George Bosilca wrote:
> You're right, the sentence was messed-up. My intent was to say that I
> found the problem, made a fix and once this fix applied to the trunk
> I was not able to reproduce the deadlock.
But you were able to reproduce the deadlock before you made the fix?

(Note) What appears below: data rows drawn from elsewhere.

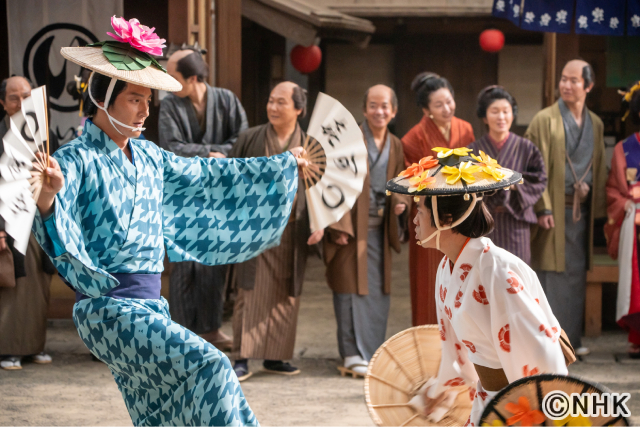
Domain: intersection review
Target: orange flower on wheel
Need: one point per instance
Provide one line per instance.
(523, 413)
(418, 168)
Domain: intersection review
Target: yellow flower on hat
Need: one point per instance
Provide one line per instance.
(489, 166)
(446, 152)
(464, 172)
(485, 160)
(416, 169)
(420, 182)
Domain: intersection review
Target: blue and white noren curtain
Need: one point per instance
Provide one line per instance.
(598, 17)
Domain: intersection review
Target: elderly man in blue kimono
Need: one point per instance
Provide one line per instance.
(110, 205)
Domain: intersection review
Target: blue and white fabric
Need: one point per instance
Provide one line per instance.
(115, 216)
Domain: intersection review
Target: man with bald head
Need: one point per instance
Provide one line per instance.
(203, 121)
(23, 308)
(571, 140)
(357, 249)
(265, 314)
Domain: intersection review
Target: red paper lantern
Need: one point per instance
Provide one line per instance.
(491, 40)
(306, 59)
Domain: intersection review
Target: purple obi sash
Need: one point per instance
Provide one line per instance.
(132, 285)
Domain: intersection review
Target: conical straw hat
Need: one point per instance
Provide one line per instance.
(397, 371)
(93, 59)
(453, 172)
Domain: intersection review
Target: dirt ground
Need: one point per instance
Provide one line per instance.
(74, 390)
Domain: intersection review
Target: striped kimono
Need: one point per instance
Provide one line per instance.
(114, 216)
(512, 210)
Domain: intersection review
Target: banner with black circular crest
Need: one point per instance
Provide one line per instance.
(37, 32)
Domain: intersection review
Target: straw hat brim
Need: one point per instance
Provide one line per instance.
(93, 59)
(482, 184)
(396, 372)
(534, 389)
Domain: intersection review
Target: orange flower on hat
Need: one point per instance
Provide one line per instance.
(464, 172)
(419, 183)
(573, 421)
(523, 413)
(446, 152)
(417, 168)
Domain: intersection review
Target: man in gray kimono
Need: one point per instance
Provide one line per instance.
(357, 249)
(204, 121)
(571, 140)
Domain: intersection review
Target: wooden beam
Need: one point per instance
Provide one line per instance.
(228, 49)
(279, 22)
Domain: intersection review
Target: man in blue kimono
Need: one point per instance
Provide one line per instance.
(110, 206)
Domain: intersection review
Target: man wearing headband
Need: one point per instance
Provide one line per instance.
(495, 323)
(571, 140)
(110, 206)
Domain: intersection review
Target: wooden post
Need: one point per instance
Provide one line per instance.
(549, 68)
(228, 35)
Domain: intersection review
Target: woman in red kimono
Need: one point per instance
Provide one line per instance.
(623, 211)
(438, 128)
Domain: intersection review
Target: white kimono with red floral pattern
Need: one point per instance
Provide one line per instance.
(492, 312)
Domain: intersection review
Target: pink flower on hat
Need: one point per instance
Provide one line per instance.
(139, 36)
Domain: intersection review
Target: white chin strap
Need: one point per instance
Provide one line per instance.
(107, 98)
(434, 209)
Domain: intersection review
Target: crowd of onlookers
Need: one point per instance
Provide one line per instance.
(547, 221)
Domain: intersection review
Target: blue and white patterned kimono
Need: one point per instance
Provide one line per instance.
(114, 216)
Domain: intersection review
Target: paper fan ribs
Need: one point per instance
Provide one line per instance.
(337, 158)
(25, 157)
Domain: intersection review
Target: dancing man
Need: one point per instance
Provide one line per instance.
(110, 205)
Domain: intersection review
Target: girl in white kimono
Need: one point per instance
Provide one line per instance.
(495, 323)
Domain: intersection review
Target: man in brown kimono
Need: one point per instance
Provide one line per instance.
(23, 308)
(269, 286)
(357, 249)
(571, 140)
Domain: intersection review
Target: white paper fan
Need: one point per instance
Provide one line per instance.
(21, 176)
(338, 162)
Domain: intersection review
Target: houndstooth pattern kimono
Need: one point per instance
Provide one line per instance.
(115, 216)
(492, 312)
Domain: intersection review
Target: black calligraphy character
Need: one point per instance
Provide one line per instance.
(26, 131)
(15, 167)
(333, 137)
(333, 189)
(19, 205)
(344, 162)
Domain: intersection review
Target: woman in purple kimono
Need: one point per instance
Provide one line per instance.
(512, 210)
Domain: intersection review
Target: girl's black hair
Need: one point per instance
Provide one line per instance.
(99, 86)
(489, 95)
(451, 208)
(424, 84)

Anyhow, if I get fresh bits (through r20947) and I back out r20944
(either in the source code or simply by setting the mpool_sm_min_size
MCA parameter to 0), I get deadlock.
> Based on your description of the bug I forced osu_bw to send 1024 non-
> blocking sends (instead of the default 64), and I still don't get the
> deadlock. I'm trilled ...
Yes, that's a good test. You're sure you had mpool_sm_min_size set to
0? I just don't have the same luck you do. I get the hang even with
your fixes.
> On Apr 6, 2009, at 19:56 , Eugene Loh wrote:
>
>> George Bosilca wrote:
>>
>>> I got some free time (yeh haw) and took a look at the OB1 PML in
>>> order to fix the issue. I think I found the problem, as I'm unable
>>> to reproduce this error.
>>
>> Sorry, this sentence has me baffled. Are you unable to reproduce
>> the problem before the fixes or afterwards? The first step is to
>> reproduce the problem, right? To do so:
>>
>> A) Back out r20944. Easy way to do that is just
>>
>> % setenv OMPI_MCA_mpool_sm_min_size 0
>>
>> B) Check that osu_bw.c hangs when using sm and you reach rendezvous
>> message size.
>>
>> C) Introduce your changes and make sure that osu_bw.c runs to
>> completion.
>>
>>> Can you please give it a try with 20946 and 20947 but without 20944?
>>
>> osu_bw.c hangs for me. The PML fix did not seem to work.
>
|